O livro conta a história de João Romão, um comerciante
inescrupuloso que não mede esforços para aumentar seu patrimônio e ascender socialmente. De dono de taverna, passa a ser proprietário de um cortiço, em que aluga casas simples para trabalhadores pobres. João Romão é ajudado por Bertoleza, uma escrava supostamente alforriada, com quem vive maritalmente. A FERMENTAÇÃO SANGUÍNEA E SENSUAL
O cortiço adquire a condição de uma personagem, que se
expande e multiplica a cada dia. É nele que ocorre o cruzamento das raças, a explosão da sexualidade e a exploração do ser humano, demonstrando das teses deterministas e evolucionistas que influenciaram os escritores do período. Uma personagem que exemplifica o poder que o meio exerce sobre os indivíduos é Jerônimo, um português correto e trabalhador que, aos poucos, é transformado em um indivíduo preguiçoso e indolente. Esse processo pode ser percebido claramente no trecho a seguir. Passaram-se semanas. Jerônimo tomava agora, todas as manhãs, uma xícara de café bem grosso, à moda da Ritinha, e tragava dois dedos de parati “pra cortar a friagem”. Uma transformação, lenta e profunda, operava-se nele, dia a dia, hora a hora, reviscerando-lhe o corpo e alando-lhe os sentidos, num trabalho misterioso e surdo de crisálida. A sua energia afrouxava lentamente: fazia-se contemplativo e amoroso. A vida americana e a natureza do Brasil patenteavam-lhe agora aspectos imprevistos e sedutores que o comoviam; esquecia-se dos seus primitivos sonhos de ambição, para idealizar felicidades novas, picantes e violentas; tornava-se liberal, imprevidente e franco, mais amigo de gastar que de guardar; adquiria desejos, tomava gosto aos prazeres, e volvia-se preguiçoso, resignando-se, vencido, às imposições do sol e do calor, muralha de fogo com que o espírito eternamente revoltado do último tamoio entrincheirou a pátria contra os conquistadores aventureiros. E assim, pouco a pouco, se foram reformando todos os seus hábitos singelos de aldeão português: Jerônimo abrasileirou-se. (...) E o curioso é que, quanto mais ia ele caindo nos usos e costumes brasileiros, tanto mais os seus sentidos se apuravam, posto que em detrimento das suas forças físicas. Tinha agora o ouvido menos grosseiro para a música, compreendia até as intenções poéticas dos sertanejos, quando cantam à viola os seus amores infelizes; seus olhos, dantes só voltados para a esperança de tornar à terra, agora, como os olhos de um marujo, que se habituaram aos largos horizontes de céu e mar, já se não revoltavam com a turbulenta luz, selvagem e alegre, do Brasil, e abriam-se amplamente defronte dos maravilhosos despenhadeiros ilimitados e das cordilheiras sem fim, donde, de espaço a espaço, surge um monarca gigante, que o sol veste de ouro e ricas pedrarias refulgentes e as nuvens toucam de alvos turbantes de cambraia, num luxo oriental de arábicos príncipes voluptuosos
AZEVEDO, Aluísio. O cortiço. São Paulo: Scipione,1995. p.60. (Fragmento).
UM CASO PARTICULAR
Raul Pompeia consagrou-se na literatura brasileira graças a
uma obra singular: O ateneu, de 1888. O livro traz a história de Sérgio, um menino que vai estudar no Ateneu, um rigoroso colégio interno. É ele mesmo, já adulto, quem narra as suas memórias. O foco narrativo em primeira pessoa, carregado de subjetividade, e as descrições que dão ênfase à agonia e à crueldade são inovações dentro do cenário literário da época.

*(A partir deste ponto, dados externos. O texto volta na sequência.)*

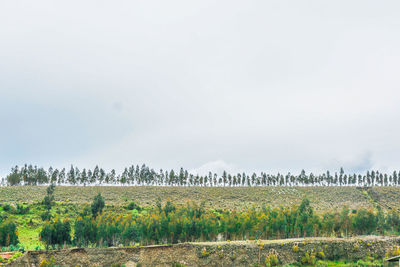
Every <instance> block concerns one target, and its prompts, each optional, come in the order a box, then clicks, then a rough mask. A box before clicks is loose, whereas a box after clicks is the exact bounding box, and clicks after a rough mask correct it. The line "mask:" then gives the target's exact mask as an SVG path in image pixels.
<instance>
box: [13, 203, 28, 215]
mask: <svg viewBox="0 0 400 267" xmlns="http://www.w3.org/2000/svg"><path fill="white" fill-rule="evenodd" d="M28 212H29V206H26V207H25V206H24V205H22V204H17V209H16V210H15V214H18V215H23V214H27V213H28Z"/></svg>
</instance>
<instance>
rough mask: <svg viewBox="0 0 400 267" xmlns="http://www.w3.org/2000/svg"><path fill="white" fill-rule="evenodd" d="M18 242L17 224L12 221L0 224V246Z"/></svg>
mask: <svg viewBox="0 0 400 267" xmlns="http://www.w3.org/2000/svg"><path fill="white" fill-rule="evenodd" d="M18 242H19V241H18V236H17V226H16V225H15V224H14V223H13V222H3V223H2V224H0V246H5V247H7V246H10V245H16V244H18Z"/></svg>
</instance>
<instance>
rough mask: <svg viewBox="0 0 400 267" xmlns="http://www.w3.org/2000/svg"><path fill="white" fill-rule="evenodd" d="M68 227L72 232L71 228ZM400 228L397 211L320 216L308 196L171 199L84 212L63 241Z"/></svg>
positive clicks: (358, 233)
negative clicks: (113, 208) (218, 198)
mask: <svg viewBox="0 0 400 267" xmlns="http://www.w3.org/2000/svg"><path fill="white" fill-rule="evenodd" d="M53 225H54V226H53ZM53 228H54V229H57V228H59V229H62V224H61V223H60V222H59V221H53V222H47V224H46V226H45V227H44V228H43V229H53ZM46 231H47V230H46ZM66 231H67V232H68V233H69V232H70V230H69V229H68V228H66ZM42 232H43V231H42ZM399 232H400V217H399V214H397V213H395V212H391V213H388V214H384V213H383V212H382V211H381V210H378V211H372V210H366V209H359V210H354V211H350V210H349V209H347V208H343V210H342V211H340V212H328V213H325V214H322V215H319V214H315V213H314V211H313V208H312V207H311V205H310V202H309V201H308V200H303V202H302V203H301V205H299V206H293V207H287V208H283V207H282V208H270V207H264V208H262V209H257V208H251V209H248V210H246V211H241V212H239V211H215V210H206V209H204V208H203V206H199V205H196V204H191V203H188V204H187V205H186V206H175V205H174V204H173V203H171V202H167V203H166V204H165V205H164V206H162V205H161V204H158V205H157V206H156V207H154V208H152V209H151V210H148V211H146V212H143V213H141V214H139V215H138V214H136V215H135V214H125V215H119V216H114V215H112V214H110V213H108V214H106V213H100V214H99V215H97V217H94V216H93V215H92V216H81V217H79V218H77V220H76V222H75V229H74V237H73V240H72V241H70V239H69V238H66V239H63V238H61V237H62V236H64V235H63V234H62V233H61V232H59V233H58V235H59V236H61V237H60V240H62V241H63V242H64V243H60V245H63V244H68V243H69V242H72V243H73V244H75V245H77V246H89V245H99V246H116V245H120V244H124V245H129V244H132V243H140V244H144V245H148V244H158V243H178V242H185V241H214V240H218V239H224V240H244V239H277V238H291V237H311V236H312V237H315V236H350V235H365V234H385V233H386V234H387V233H399ZM54 233H56V232H54ZM42 240H44V241H45V242H47V241H46V239H42ZM55 240H56V239H55ZM53 245H54V243H53Z"/></svg>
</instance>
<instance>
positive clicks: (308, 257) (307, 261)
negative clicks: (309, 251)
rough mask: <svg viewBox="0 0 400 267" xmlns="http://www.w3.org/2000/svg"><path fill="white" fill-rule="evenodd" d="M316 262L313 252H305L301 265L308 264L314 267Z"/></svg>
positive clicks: (307, 251)
mask: <svg viewBox="0 0 400 267" xmlns="http://www.w3.org/2000/svg"><path fill="white" fill-rule="evenodd" d="M316 262H317V259H316V257H315V252H308V251H307V252H306V254H304V256H303V257H302V258H301V263H303V264H310V265H315V263H316Z"/></svg>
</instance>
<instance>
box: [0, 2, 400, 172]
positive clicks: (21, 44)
mask: <svg viewBox="0 0 400 267" xmlns="http://www.w3.org/2000/svg"><path fill="white" fill-rule="evenodd" d="M399 14H400V2H399V1H363V0H360V1H321V0H318V1H295V0H293V1H282V0H279V1H204V0H202V1H183V0H182V1H50V0H49V1H40V0H39V1H1V2H0V174H5V173H7V172H8V171H9V170H10V168H11V167H12V166H14V165H16V164H18V165H21V164H24V163H32V164H38V165H39V166H43V167H46V168H47V167H48V166H50V165H52V166H55V167H68V166H69V165H70V164H74V165H77V166H79V167H81V168H83V167H90V168H91V167H94V165H96V164H98V165H100V166H103V167H104V168H106V169H110V168H116V169H117V170H119V169H121V168H122V167H125V166H128V165H131V164H142V163H146V164H147V165H149V166H150V167H152V168H155V169H156V170H158V169H160V168H163V169H171V168H174V169H178V168H180V167H184V168H186V169H189V170H192V171H193V172H200V173H203V172H208V170H211V171H221V170H222V169H227V170H228V171H232V172H236V171H247V172H252V171H257V172H259V171H265V172H270V173H275V172H277V171H280V172H287V171H291V172H294V173H295V172H299V171H300V170H301V169H303V168H304V169H305V170H306V171H307V172H310V171H313V172H317V173H318V172H322V171H325V170H327V169H329V170H332V171H335V170H338V169H339V167H340V166H344V167H345V170H346V171H349V172H352V171H357V172H359V171H365V170H367V169H371V168H375V169H380V170H383V171H392V170H394V169H396V170H398V169H400V168H399V166H400V164H399V163H400V157H399V156H398V155H399V153H400V138H399V130H400V105H399V104H400V90H399V89H400V75H399V70H400V66H399V65H400V49H399V47H400V34H399V33H400V16H399Z"/></svg>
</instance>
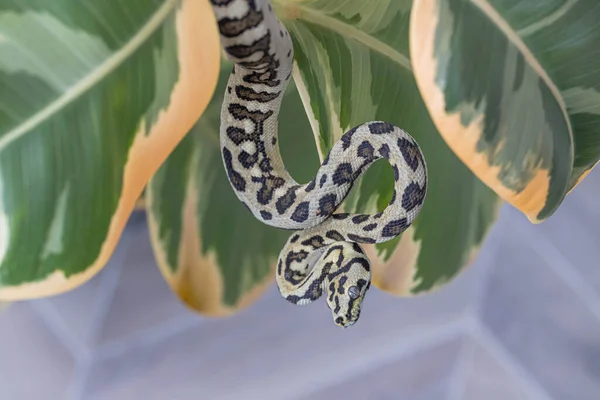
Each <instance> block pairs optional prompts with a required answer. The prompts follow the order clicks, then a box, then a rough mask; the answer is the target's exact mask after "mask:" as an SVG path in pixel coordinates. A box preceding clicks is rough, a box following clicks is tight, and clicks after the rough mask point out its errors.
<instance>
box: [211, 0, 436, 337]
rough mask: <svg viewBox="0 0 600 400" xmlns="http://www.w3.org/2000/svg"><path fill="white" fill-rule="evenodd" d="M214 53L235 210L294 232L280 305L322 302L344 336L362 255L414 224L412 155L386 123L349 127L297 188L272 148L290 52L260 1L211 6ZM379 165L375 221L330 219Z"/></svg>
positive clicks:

O autor retrata a escola como uma reprodução da sociedade
burguesa, para a qual o dinheiro é o valor maior. UM CASO PARTICULAR
O Ateneu estabelece um interessante contraste com outro
famoso romance de memórias: Memórias póstumas de Brás Cubas, de Machado de Assis. Enquanto Brás Cubas se expõe ao ridículo, debochando de si mesmo e do próprio leitor, Sérgio reconta com ressentimento suas duras experiências no colégio interno.
Nas duas obras a crítica à sociedade da época é marcante.
Mas em Raul Pompeia podem ser percebidas claramente as influências do Naturalismo, por meio da defesa da ideia de que o indivíduo é produto da sociedade em que vive.